The inflorescence usually branches into a maximum of four uniform-coloured, cone-shaped racemes. The flowers are uncurved, and a pink or dull scarlet colour.

In its multi-branched form, it can also look similar to the smaller multi-branched Aloe arborescens. The French Aloe's flowers are different from all of these other species though, and the spiral leaf-growth is also distinctive.

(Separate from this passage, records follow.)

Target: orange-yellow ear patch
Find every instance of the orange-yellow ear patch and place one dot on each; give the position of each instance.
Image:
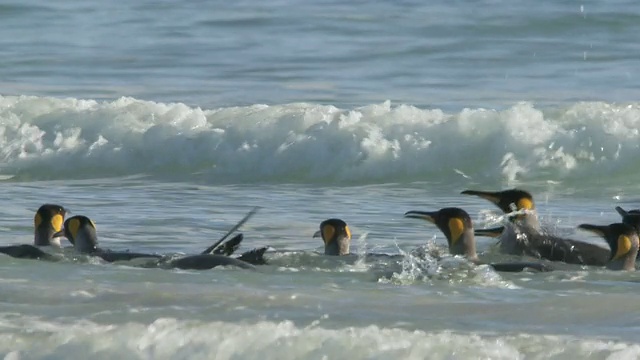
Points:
(37, 220)
(624, 246)
(57, 221)
(456, 228)
(525, 204)
(73, 226)
(328, 231)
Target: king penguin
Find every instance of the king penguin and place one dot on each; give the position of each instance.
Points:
(456, 225)
(623, 241)
(81, 232)
(47, 223)
(336, 235)
(524, 236)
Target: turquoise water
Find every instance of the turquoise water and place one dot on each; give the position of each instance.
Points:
(166, 122)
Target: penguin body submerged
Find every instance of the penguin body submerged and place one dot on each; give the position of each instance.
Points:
(81, 232)
(524, 236)
(456, 225)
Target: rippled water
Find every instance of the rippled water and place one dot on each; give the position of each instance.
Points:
(166, 122)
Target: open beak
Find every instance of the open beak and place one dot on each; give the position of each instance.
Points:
(430, 216)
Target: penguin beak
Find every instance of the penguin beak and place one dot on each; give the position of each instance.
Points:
(430, 216)
(490, 196)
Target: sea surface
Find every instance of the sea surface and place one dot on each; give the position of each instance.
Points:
(167, 121)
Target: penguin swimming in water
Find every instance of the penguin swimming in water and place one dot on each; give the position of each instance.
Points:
(457, 227)
(623, 241)
(81, 232)
(631, 217)
(47, 223)
(524, 236)
(336, 235)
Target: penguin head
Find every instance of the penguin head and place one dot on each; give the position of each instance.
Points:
(631, 217)
(623, 241)
(336, 236)
(456, 226)
(81, 232)
(48, 224)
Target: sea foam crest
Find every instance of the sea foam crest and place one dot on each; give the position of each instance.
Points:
(50, 138)
(170, 338)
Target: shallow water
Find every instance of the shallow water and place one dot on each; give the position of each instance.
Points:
(166, 122)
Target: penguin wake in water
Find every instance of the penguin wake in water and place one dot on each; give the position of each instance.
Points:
(457, 227)
(48, 222)
(524, 236)
(82, 233)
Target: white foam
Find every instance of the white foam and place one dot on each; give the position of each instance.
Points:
(43, 138)
(170, 338)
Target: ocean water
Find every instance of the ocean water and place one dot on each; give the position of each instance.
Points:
(166, 122)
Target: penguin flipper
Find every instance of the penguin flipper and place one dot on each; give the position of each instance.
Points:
(520, 266)
(490, 232)
(255, 256)
(228, 247)
(24, 251)
(208, 261)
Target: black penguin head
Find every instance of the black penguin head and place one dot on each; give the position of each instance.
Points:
(48, 224)
(454, 223)
(81, 232)
(622, 239)
(336, 236)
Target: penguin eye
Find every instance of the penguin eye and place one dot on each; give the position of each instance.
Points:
(456, 228)
(624, 246)
(347, 231)
(327, 233)
(72, 227)
(525, 204)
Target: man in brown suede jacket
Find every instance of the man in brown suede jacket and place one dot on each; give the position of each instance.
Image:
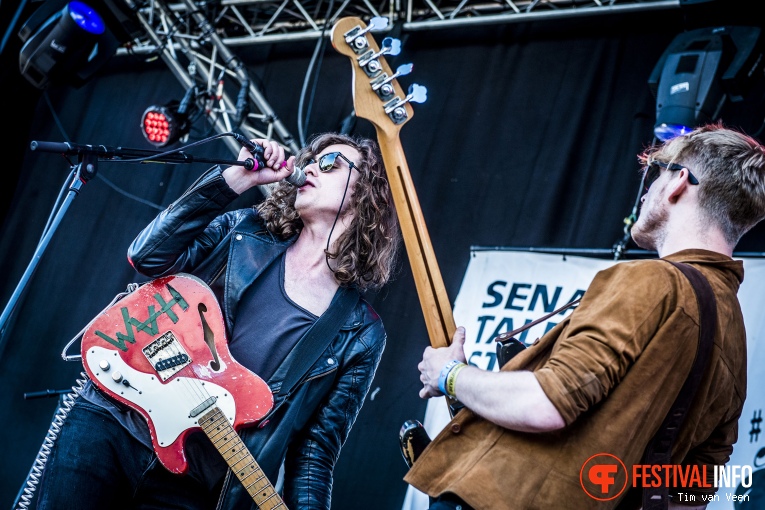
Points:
(602, 381)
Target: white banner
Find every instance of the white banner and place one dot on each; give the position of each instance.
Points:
(503, 290)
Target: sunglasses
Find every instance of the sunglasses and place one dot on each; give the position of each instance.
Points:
(653, 170)
(327, 161)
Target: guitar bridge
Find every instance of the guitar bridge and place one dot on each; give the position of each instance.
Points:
(167, 355)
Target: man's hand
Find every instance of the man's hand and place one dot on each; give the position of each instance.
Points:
(277, 167)
(433, 360)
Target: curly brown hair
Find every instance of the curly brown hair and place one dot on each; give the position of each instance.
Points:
(366, 253)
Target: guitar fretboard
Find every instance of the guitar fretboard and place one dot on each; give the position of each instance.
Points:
(240, 460)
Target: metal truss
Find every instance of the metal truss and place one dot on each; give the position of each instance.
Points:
(195, 37)
(245, 22)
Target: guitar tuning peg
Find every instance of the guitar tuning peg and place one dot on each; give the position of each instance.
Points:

==Distribution and habitat==
The French Aloe is found in a wide coastal belt in the Eastern Cape Province of South Africa, from the Kei River mouth to the Humansdorp area. There is also a disjunct group of populations in coastal KwaZulu-Natal.

Here its habitat is often dense succulent thickets. It often grows in association with Aloe ferox, A. africana and A. speciosa, and hybrids can occur. The climate is moderate, without frost, and hot and humid during summers. Rainfall occurs throughout the year, from 600 to 700 mm per annum.